Preparation
Table of contents
Two crucial first steps when aiming to design experiments using machine learning pipelines are the following:
- Understand what’s in your DATA.
- know what METHODS and TOOLS you can use to perform machine learning tasks.
In this preparation section, we provide links to the dataset and the Python library we are going to use in the third tutorial, accompanied by some navigating questions. In the next two tasks, you are asked to explore these links and reflect on the potential challenges and opportunities that appear when aiming to design an end-to-end machine learning pipeline (i.e., from acquiring the dataset to making predictions).
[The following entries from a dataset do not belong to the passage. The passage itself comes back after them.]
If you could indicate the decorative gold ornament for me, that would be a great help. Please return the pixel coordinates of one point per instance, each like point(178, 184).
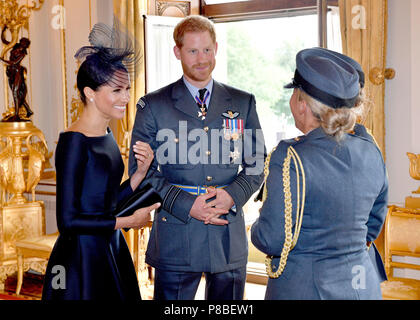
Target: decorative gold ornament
point(377, 75)
point(19, 145)
point(414, 168)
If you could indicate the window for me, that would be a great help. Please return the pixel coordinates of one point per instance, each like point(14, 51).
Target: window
point(256, 53)
point(258, 56)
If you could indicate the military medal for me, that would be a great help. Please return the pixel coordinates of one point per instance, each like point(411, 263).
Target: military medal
point(233, 128)
point(202, 105)
point(234, 155)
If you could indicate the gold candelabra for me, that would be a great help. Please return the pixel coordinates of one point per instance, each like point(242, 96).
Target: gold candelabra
point(23, 149)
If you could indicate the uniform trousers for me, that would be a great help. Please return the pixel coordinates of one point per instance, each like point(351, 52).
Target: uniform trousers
point(178, 285)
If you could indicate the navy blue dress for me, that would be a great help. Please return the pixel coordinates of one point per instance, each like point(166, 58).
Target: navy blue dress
point(90, 260)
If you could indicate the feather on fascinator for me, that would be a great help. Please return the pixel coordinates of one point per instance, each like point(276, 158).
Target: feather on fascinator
point(111, 49)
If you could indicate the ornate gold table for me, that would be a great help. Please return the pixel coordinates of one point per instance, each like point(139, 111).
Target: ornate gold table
point(39, 248)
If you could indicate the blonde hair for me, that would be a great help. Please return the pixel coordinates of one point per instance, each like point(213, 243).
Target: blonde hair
point(335, 122)
point(193, 23)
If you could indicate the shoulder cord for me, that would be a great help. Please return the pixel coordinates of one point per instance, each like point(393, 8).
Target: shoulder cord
point(289, 242)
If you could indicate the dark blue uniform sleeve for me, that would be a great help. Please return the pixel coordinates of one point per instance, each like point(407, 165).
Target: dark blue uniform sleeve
point(267, 232)
point(175, 201)
point(249, 179)
point(70, 160)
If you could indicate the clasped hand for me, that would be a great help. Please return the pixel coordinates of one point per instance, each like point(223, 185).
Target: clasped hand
point(210, 212)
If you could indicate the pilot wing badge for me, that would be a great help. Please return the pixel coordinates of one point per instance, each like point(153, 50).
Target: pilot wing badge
point(233, 126)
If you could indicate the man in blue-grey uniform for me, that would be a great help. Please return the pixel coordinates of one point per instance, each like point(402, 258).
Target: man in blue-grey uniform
point(325, 194)
point(201, 131)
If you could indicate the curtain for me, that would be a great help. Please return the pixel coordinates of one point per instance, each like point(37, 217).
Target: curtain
point(364, 38)
point(130, 13)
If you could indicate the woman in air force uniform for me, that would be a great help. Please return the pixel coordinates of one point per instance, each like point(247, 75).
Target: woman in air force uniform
point(325, 193)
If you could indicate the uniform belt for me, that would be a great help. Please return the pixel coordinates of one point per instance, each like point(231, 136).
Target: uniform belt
point(196, 190)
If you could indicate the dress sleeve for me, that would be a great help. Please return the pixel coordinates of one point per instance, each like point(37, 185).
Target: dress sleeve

But, before our tasks..good to know
This tutorial assumes that you have a basic understanding of Python programming. If you are not familiar with Python, we recommend taking the Python for Everybody course on the Coursera platform, as shown in the following URL:
- Python for Everybody: https://www.coursera.org/specializations/python
Task 1
First, take a look at the dataset we are going to use in the tutorial (https://archive.ics.uci.edu/ml/datasets/Heart+Disease)
Your quest is to explore this dataset. Instead of providing you with steps on how to do so we only provide you with the link to the dataset. Finding a way to navigate through the datasets that exist in the wild is a crucial skill for any Machine Learning task. During the tutorial, we will reflect on the challenges you encountered while exploring the dataset.
Task 2
-
Take a look at the methods used to split your dataset into train and test sets using the Python library scikit-learn (https://scikit-learn.org/stable/modules/classes.html#module-sklearn.model_selection). Do they look familiar? Try to identify the ones we have already discussed in class.
-
Also, take a look at the evaluation metrics that are mentioned in the Python Library scikit-learn (https://scikit-learn.org/stable/modules/model_evaluation.html).
- Do they look familiar? Try to identify the ones we have already discussed in class.
- Do you know what the following terms mean:
- Confusion Matrix
- Precision
- Recall
- Accuracy
- F1 score
- Cross Validation
If not, refresh your memory by going through the past lectures, as we will discuss all of them during the tutorial.